Latest copy of the code. I think I got every ones suggestion.

import sys


class GameTile():
     def __init__(self, col, row, **kwargs):
         # id is (X,Y)
         self.id = str(row) + ',' + str(col)
         self.col = col
         self.row = row

     def __str__(self):
         return '%d, %d' % (self.col, self.row)


class GameGrid():
     def __init__(self, cols=8, rows=7, **kwargs):
         self.cols = cols
         self.rows = rows
         self.make_grid()

     def make_grid(self):
         # grid is 2d array as x, y ie [x][y].
         self.grid = [[None] * self.cols for i in range(self.rows)]
         for row in range(self.rows):
             for col in range(self.cols):
                 self.grid[row][col] = GameTile(row=row, col=col)

     def print_by_row(self):
         for col in self.grid:
             for row in col:
                 print(row)

     def print_by_col(self):
         for row in self.grid:
             for col in row:
                 print(col)

     def check_bounds(self, x, y):
         return (0 <= x < self.rows) and (0 <= y < self.cols)

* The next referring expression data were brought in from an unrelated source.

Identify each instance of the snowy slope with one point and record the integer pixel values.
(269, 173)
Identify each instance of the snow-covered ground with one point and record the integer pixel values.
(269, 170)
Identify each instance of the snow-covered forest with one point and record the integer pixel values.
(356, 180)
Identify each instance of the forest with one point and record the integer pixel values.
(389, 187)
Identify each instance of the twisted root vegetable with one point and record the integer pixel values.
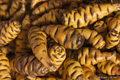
(88, 14)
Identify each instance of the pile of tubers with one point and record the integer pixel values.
(59, 40)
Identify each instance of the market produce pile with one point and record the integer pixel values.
(59, 40)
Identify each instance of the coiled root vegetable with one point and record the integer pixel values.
(52, 17)
(9, 32)
(57, 55)
(91, 56)
(28, 65)
(112, 39)
(4, 67)
(22, 42)
(38, 42)
(88, 14)
(68, 37)
(89, 74)
(93, 38)
(47, 6)
(109, 68)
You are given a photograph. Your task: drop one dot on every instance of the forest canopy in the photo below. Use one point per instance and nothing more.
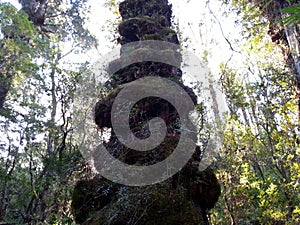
(252, 49)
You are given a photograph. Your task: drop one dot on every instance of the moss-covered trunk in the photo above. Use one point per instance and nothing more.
(182, 199)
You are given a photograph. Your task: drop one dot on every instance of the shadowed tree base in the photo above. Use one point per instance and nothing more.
(182, 199)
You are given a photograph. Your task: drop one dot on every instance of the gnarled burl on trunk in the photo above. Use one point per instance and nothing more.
(182, 199)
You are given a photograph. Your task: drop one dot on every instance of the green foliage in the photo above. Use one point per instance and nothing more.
(294, 15)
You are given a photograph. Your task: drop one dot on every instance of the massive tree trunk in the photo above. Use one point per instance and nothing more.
(180, 200)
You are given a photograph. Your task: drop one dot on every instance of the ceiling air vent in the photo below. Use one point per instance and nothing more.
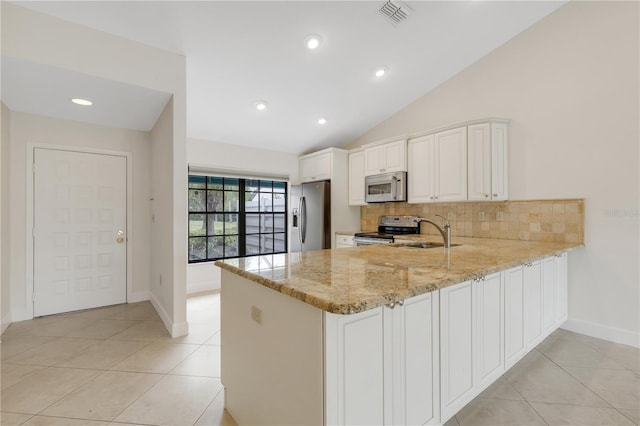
(395, 12)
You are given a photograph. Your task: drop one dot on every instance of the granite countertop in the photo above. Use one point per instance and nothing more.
(351, 280)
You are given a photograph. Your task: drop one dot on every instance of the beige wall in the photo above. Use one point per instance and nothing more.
(5, 265)
(43, 39)
(569, 84)
(241, 159)
(29, 129)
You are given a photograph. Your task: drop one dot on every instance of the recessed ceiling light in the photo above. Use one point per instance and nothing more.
(261, 105)
(313, 41)
(80, 101)
(381, 71)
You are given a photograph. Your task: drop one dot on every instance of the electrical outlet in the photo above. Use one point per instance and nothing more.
(256, 314)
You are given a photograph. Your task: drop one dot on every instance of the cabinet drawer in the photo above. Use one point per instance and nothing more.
(344, 240)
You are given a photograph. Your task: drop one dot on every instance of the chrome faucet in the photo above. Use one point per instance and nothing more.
(445, 232)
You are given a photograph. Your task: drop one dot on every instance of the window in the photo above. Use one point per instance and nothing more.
(232, 217)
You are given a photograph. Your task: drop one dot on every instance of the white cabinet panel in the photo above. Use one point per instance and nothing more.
(450, 183)
(561, 289)
(356, 179)
(386, 158)
(490, 329)
(354, 368)
(456, 348)
(515, 347)
(487, 162)
(479, 162)
(549, 295)
(499, 162)
(420, 170)
(533, 304)
(413, 331)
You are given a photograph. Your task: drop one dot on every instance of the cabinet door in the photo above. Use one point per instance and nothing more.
(532, 305)
(561, 289)
(490, 329)
(354, 362)
(499, 162)
(395, 156)
(356, 179)
(420, 173)
(548, 295)
(373, 162)
(413, 349)
(456, 348)
(513, 315)
(451, 165)
(479, 162)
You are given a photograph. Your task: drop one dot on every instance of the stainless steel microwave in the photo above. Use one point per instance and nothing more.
(386, 187)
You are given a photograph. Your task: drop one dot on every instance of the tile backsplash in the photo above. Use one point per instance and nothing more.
(530, 220)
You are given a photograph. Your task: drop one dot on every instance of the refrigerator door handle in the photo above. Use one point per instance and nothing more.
(303, 220)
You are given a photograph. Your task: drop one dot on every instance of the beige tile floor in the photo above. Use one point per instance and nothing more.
(118, 365)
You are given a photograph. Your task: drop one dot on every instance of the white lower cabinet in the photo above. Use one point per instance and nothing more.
(561, 289)
(514, 345)
(457, 329)
(354, 368)
(471, 340)
(421, 360)
(381, 365)
(489, 299)
(412, 365)
(533, 303)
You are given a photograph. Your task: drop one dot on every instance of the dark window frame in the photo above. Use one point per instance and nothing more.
(224, 222)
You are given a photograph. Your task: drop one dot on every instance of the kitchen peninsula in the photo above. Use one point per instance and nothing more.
(382, 334)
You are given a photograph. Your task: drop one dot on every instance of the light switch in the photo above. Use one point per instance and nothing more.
(256, 315)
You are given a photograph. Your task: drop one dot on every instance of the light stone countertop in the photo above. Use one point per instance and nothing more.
(351, 280)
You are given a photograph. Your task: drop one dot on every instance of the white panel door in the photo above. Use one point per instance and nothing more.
(532, 304)
(451, 165)
(514, 311)
(490, 329)
(80, 205)
(479, 162)
(354, 368)
(457, 326)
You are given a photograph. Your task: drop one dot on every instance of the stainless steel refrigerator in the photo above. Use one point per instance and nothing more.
(310, 216)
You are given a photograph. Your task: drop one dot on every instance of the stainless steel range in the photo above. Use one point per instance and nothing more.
(389, 228)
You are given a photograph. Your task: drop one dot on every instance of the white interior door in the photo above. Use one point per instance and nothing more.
(80, 210)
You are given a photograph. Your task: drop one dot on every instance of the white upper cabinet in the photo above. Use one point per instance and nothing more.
(386, 158)
(420, 174)
(315, 167)
(356, 179)
(438, 167)
(487, 162)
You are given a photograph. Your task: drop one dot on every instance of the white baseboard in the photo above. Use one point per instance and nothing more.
(175, 329)
(202, 287)
(613, 334)
(6, 322)
(139, 296)
(20, 315)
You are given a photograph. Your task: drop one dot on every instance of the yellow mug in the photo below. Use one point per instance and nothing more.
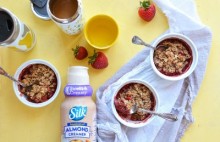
(101, 31)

     def lookup_node(self, x, y):
         if not self.check_bounds(x, y):
             return False
         return self.grid[x][y]

     def draw(self):
         for col in self.grid:
             print(end='| ')
             for row in col:
                 print(row, end=' | ')
             print()


grid = GameGrid(3, 3)
grid.draw()
print(sys.getsizeof(grid.grid))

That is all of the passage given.